By: Ben Kramer, Credit and Collections Manager, Outdoor Research
The role of a Credit Manager in an organization has evolved through the years. More and more Credit professionals are getting involved in other areas of the company such as vendor compliance, operations and even customer service. When I started my Credit career, the most widely used gauge on how effective a Credit Manager is in an organization is by DSO or Days Sales Outstanding. It is a calculation used by a company to estimate their average collection period. It is a financial ratio that illustrates how well a company’s accounts receivables are being managed. There are multiple different ways of calculating DSO. But the most common calculation is by dividing the amount of accounts receivable during a given period by the total value of credit sales during the same period, and multiplying the result by the number of days in the period measured. Which in my opinion is not an accurate measure of how good a Credit Manager is doing because it means when sales decline, the DSO increases.

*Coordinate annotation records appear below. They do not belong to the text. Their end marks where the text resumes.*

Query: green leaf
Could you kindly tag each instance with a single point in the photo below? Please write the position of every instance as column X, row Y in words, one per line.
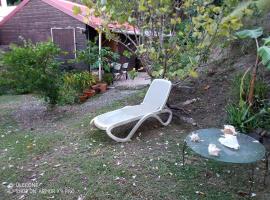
column 254, row 33
column 264, row 53
column 76, row 10
column 266, row 41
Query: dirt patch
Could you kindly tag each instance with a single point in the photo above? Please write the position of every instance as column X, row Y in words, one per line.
column 34, row 114
column 212, row 91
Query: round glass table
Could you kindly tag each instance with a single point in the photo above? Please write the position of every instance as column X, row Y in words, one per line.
column 251, row 151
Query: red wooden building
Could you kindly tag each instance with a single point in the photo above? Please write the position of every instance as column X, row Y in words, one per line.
column 42, row 20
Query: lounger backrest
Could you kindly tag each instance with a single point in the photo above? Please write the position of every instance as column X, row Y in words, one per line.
column 157, row 94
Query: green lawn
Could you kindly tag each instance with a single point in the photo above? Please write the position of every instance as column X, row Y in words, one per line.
column 75, row 160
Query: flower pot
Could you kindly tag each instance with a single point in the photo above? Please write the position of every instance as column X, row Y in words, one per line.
column 89, row 93
column 96, row 88
column 103, row 87
column 83, row 98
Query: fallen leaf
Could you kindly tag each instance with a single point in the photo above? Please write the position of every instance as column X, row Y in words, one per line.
column 206, row 87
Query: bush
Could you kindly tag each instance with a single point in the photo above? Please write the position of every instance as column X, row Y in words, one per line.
column 90, row 56
column 73, row 84
column 34, row 68
column 108, row 78
column 247, row 117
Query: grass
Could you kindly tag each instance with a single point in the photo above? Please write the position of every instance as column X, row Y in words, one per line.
column 79, row 161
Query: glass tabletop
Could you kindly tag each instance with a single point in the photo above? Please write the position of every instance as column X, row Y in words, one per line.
column 250, row 149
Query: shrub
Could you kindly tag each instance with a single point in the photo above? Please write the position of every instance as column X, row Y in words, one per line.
column 133, row 74
column 108, row 78
column 33, row 68
column 73, row 84
column 241, row 114
column 90, row 56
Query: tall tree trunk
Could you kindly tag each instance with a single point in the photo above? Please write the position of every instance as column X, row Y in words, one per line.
column 252, row 82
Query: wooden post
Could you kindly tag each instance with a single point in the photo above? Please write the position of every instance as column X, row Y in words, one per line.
column 99, row 46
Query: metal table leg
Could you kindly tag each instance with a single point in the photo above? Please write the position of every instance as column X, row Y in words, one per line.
column 266, row 167
column 183, row 152
column 251, row 179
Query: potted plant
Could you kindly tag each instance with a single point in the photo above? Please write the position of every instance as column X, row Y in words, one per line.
column 83, row 98
column 103, row 87
column 89, row 92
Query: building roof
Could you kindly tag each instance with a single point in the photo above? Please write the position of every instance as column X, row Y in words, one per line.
column 4, row 11
column 67, row 7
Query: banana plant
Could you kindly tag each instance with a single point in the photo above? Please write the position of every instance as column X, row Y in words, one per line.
column 263, row 55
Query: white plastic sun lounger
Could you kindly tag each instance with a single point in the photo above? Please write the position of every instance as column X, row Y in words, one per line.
column 153, row 104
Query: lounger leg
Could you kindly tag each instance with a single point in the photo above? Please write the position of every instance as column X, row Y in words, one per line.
column 168, row 120
column 138, row 124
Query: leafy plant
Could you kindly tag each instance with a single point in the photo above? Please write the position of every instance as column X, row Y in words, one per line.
column 244, row 116
column 108, row 78
column 263, row 55
column 90, row 56
column 133, row 74
column 73, row 84
column 78, row 81
column 171, row 38
column 33, row 68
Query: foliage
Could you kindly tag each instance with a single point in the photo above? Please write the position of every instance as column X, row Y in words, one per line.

The true measure of a good Credit Manager is how current their AR aging is. It’s that simple. Establish a comparative analysis of each aging columns against the previous week, the previous month and the previous year.
I’ve been working as a Credit Manager for more than 20 years and one common statement that most, if not all my previous bosses will say about me is how good I maintain my AR Aging. In one company I worked for, their AR Aging was so bad when I was hired, that only 46% of their receivables were current. There were numerous unapplied payments, immense number of open credit memos and most of the customer deductions were also left open on invoices to age. At first glance, you can’t even tell which are legitimate invoices and which ones are open deductions. Six months after I started in that job, their current receivables went from 46% to 99%.
The true measure of a good Credit Manager is how current their AR aging is. Period. It’s that simple.
So the question is, how did I do it? It’s very simple. Here are some key things that a Credit Manager should remember in order to achieve and maintain an excellent AR aging:
- Run and review your aging report daily. Some Credit Managers only run their aging report once a week. Some may even only run it once a month. By the time they review it, another 7 or 30 days have passed. Cash is king!
- Never leave a payment unapplied. The rule of thumb is, if you don’t apply the payment, the invoice or invoices the payment was meant for will continue to age.
- When there’s a chargeback or customer deduction, resolve the issue immediately. There is no reason why a deduction should stick around on your aging report for more than 30 days. Chargebacks are either valid or invalid. If you know that it’s valid, get rid of it.
- Small balances matter. Most credit professionals don’t pay much attention to invoices or open balances of less than $100. Trust me, they add up. So the quicker you collect them, the cleaner your aging will look.
- Use your sales representative to collect. I always find it helpful to develop a great relationship with my sales reps out in the field. They are my eyes and ears. Even though they feel it’s a conflict of interest to sell and collect, I always tell them that it’s their money, it’s their commission.
- Know when to press harder on your customers for payment. Maintaining a good relationship with your customers is key. They need to be comfortable and trusting enough with you that when there’s a problem, they will tell you. There are some that will take advantage of you if you are too nice. So always know when to press harder for payment and establish authority. Don’t be afraid to put an account on hold, regardless of their size.
- Hold your Sales Team accountable. I’ve always had great relationships with my sales teams and I always encourage them to notify me of any “special deals” they make because the more you know, the quicker you can react.
- Open credits and open payments are just as important as open invoices. Don’t let open credits or open payments linger on your aging longer than they should. Always encourage your customer to use them. If your customer is inactive, send them a refund check immediately.
- Get everything in writing. It is important to have something to back you up when pushed in a corner. Make sure that everything you say and do are documented.
- And finally, trust your gut feeling. If you have worked in credit as long as I have, chances are you have encountered just about every excuse possible. When approving a new account for terms, review the information they provide you and if you feel something is not right, chances are they’re not.
Ben Kramer, is the Credit and Collections Manager for Outdoor Research in Seattle, WA since 2016. He’s been doing Credit Management since 1993, his prior experience includes tenures at Funko, Pacific Market International, Brooks Sports and Dakine. Since joining NACM in 1993, he’s been a member of the National Footwear and Apparel Credit Group and the National Consumer Products Credit Group, where he served as Board of Director from 2005-2010.